Everything you need to know about Auckland’s Community Fridge
There’s a new fridge in town which will help feed the hungry, while also reducing food waste.
Auckland’s Community Fridge is an initiative to help share excess food with people who need it.
The fridge, which is open 24 hours a day, is located in the new Auckland inner city Griffiths Gardens, which is on the corner of Wellesley St West and Mayoral Drive. Businesses and individuals are encouraged to leave excess food in the fridge and anyone who needs it can it take for free.
The fridge opened on Wednesday 30 November.
FREQUENTLY ASKED QUESTIONS
What is a community fridge?
A community fridge is a place where people and businesses can donate their surplus food and other people can help themselves to the food in the fridge.
Where is the Auckland community fridge?
The fridge is located in the new inner city community garden called Griffiths Gardens. It is located on the corner of Wellesley St West & Mayoral Drive in Auckland.
Why does Auckland need a community fridge?
- New Zealand families throw away $872 million worth of food every year and cafes, restaurants and supermarkets also throw away millions of dollars of food every year.
- A community fridge enables people with excess food to easily share it with people who need the food.
- Many people would like to be able to donate their food, but it can be inconvenient to take it to a food bank. The community fridge is always open which allows people to drop off food at any hour, and means people can access the food whenever they need it.

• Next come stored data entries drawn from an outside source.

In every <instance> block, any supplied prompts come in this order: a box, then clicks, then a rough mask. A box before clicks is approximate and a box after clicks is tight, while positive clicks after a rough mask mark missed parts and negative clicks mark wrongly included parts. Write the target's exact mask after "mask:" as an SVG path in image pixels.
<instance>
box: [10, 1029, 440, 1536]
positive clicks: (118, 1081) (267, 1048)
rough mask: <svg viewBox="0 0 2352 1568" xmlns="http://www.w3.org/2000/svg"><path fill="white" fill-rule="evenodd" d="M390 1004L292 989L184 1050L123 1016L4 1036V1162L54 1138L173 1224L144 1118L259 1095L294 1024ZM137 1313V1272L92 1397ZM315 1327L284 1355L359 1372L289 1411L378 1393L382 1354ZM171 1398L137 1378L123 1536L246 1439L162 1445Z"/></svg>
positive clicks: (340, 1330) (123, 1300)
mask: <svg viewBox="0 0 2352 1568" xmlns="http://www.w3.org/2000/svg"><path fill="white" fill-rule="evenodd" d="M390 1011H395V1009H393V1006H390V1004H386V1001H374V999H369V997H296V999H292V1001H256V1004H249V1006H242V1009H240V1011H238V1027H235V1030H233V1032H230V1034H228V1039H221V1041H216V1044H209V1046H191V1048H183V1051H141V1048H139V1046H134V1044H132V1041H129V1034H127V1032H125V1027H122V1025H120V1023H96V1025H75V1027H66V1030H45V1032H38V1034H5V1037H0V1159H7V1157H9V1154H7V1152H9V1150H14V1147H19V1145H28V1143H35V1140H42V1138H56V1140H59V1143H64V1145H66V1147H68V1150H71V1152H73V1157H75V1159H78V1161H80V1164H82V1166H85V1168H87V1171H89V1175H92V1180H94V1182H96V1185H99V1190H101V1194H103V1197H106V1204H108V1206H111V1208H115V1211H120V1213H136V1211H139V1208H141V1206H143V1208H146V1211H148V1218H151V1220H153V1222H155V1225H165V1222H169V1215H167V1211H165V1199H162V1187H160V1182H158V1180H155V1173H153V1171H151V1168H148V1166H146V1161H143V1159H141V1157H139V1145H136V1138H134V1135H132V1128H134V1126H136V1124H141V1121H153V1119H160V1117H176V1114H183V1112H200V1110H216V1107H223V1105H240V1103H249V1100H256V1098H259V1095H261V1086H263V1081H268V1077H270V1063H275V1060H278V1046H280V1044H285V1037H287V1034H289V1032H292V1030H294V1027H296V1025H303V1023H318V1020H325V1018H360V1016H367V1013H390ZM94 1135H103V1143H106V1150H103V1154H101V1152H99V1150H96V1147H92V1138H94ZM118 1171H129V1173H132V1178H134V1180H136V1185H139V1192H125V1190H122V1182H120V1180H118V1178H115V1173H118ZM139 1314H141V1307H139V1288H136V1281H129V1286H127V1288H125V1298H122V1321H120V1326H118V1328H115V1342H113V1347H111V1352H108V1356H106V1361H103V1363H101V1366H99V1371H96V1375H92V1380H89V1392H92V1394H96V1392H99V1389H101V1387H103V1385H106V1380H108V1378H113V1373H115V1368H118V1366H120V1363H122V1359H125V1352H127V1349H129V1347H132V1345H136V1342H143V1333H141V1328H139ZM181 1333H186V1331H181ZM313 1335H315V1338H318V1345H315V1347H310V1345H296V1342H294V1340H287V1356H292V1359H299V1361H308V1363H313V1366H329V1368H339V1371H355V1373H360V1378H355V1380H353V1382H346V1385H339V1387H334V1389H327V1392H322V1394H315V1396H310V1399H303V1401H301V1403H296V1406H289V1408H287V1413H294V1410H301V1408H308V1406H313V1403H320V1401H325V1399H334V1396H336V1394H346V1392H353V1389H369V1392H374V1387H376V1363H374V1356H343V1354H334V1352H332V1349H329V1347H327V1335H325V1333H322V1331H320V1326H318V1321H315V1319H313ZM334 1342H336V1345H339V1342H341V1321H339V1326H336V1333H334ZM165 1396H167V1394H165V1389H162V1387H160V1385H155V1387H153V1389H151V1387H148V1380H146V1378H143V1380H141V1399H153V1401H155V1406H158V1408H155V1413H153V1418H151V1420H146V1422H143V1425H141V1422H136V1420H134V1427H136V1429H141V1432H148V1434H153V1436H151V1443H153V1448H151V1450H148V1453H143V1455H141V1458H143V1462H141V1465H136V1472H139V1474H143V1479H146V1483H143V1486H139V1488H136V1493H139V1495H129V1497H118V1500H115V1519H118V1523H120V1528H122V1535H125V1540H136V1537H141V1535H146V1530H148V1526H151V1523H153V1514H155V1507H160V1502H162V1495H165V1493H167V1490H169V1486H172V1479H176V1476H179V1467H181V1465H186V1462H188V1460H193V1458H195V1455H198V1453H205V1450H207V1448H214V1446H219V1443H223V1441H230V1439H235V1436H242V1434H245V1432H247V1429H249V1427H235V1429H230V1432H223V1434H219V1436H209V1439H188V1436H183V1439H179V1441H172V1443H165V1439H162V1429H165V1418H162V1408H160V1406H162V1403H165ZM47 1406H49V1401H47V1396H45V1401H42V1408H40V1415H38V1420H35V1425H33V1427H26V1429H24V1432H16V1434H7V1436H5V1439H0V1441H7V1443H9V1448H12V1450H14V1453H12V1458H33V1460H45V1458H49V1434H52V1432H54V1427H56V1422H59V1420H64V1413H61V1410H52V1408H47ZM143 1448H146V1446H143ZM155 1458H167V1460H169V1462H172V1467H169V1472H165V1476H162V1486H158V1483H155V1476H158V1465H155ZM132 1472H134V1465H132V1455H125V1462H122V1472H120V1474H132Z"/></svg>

- The geographical size of Auckland can make it difficult for people to share food with those who may need it. The fridge is located in a densely populated, central location in the CBD.
What food is accepted for donation?
Donations are accepted of:
- Fresh fruit and vegetables – they must be mould free.
- Tinned and dried goods – all items must be unopened.
- Sandwiches, biscuits and baked goods – this food can only be accepted if is less than two days old and is labeled with the date and time it was made. Labels are provided at the fridge.
- Cooked food from registered kitchens who have a current food safety certificate. Cooked food can only be accepted if is less than two days old and is labeled with the date and time it was made. Labels are provided at the fridge.
Food that cannot be put in the fridge:
- Unsealed or half eaten food.
- Mouldy fruit, vegetables or bread.
- Raw fish, meat, eggs and milk.
- Food that has been recalled by the manufacturer.
- Cooked food eg quiches, curries unless they are donated by a registered kitchen and correctly labeled.
What about the health and safety aspects of the fridge?
A trained food health and safety professional has created the donation guidelines and training materials for the volunteers who look after the fridge. The health and safety information provided is based on information and expertise from an established council run fridge in the United Kingdom. Their guidance documents can be viewed here.
The fridge has instructions explaining what can be donated and what can’t be donated and volunteers are rostered on to clean the fridge, check the temperature and remove any unsuitable donations.
What happens to the food which is unsuitable for donation?
The fridge is located in a community garden. Any food which is not suitable will be taken for composting.
Who is behind this project?
This project is the initiative of zero waste blogger Amanda Chapman and a group of community waste champions. The project has been financially supported by the Auckland Council Love Food Hate Waste Fund; Envision New Zealand; and Love Food Hate Waste New Zealand.
Is this a world first?
No, the community fridge movement began in Spain in 2015. It now has 9 fridges in towns around Spain. Other fridges have been established in England, Belgium, Argentina and United Arab Emirates.
Aren’t there already food rescue groups in Auckland?
Auckland has two food rescue groups FairFood which operates in West Auckland and Kiwi Harvest which operates in Central Auckland and the North Shore. These food rescue groups take surplus food from supermarkets and bakeries where the donations are sizable in volume. The community fridge is appropriate for people who want to make smaller donations of food such as a loaf of bread, a bag of lemons from the garden, unsold sandwiches etc.